I’m curious about running local AI chatbot models on Qubes. Does anyone here have experience with that? Any recommendations or best practices ?
I’m running Qubes on a pretty powerful desktop, so performance-wise I should be okay. However, I’m unsure how well will they run without NVIDIA’s GPU Drivers.
Has anyone tested CPU-only performance? And Is it worth the hassle ?
Hey,
I can say one thing: CPU performance is fine.
My approach was to install the MSTY.ai application in a separate Standalone qube, then download the AI model I was interested in and disconnect the qube from the internet.
The entire configuration in msty is easy, but I would certainly achieve better results if I connected a second graphics card to the VM with MSTY.ai.
Depends on how many cores you are willing to give it. If you are running large models, don’t have server CPU core count, and have an option to pass GPU to accelerate, do it.
There is some rationale in running it on CPU though. One example is if you are limited in the amount of GPUs (one for guivm, at least one for compute, and you need another one for something else, but can’t get more), you might tolerate lower speed, especially if your CPU is capable. On the other hand, this can be solved by something like seamless gpu passthrough as well.
I have one qube with GPU pass-through running Ollama, and my other qubes can connect to the Ollama API using qrexec.
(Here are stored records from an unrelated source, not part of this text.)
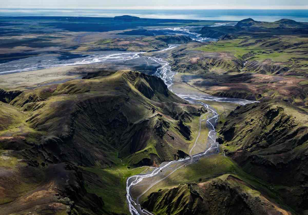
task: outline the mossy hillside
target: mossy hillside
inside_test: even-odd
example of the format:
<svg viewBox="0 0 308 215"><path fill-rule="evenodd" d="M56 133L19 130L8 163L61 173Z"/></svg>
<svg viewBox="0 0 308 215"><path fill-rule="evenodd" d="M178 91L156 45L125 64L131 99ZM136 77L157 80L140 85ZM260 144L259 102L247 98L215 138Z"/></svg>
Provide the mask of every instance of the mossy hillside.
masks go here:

Qrexec is similar to SSH port forwarding, it binds port 11434 to localhost on the qubes that want to use the Ollama API. It is straightforward to use Ollama in any qube, to applications running in the qube it looks like Ollama is running on localhost.
You can do the same without using a GPU, but the performance will not be great.
I have two 4060 GPUs in my desktop systems, one of them is dedicated to only running LLMs. Don’t know what hardware you have, but many AMD motherboards have an extra 4x PCIe slot with CPU-connected lanes, I use that slot for running the extra GPU.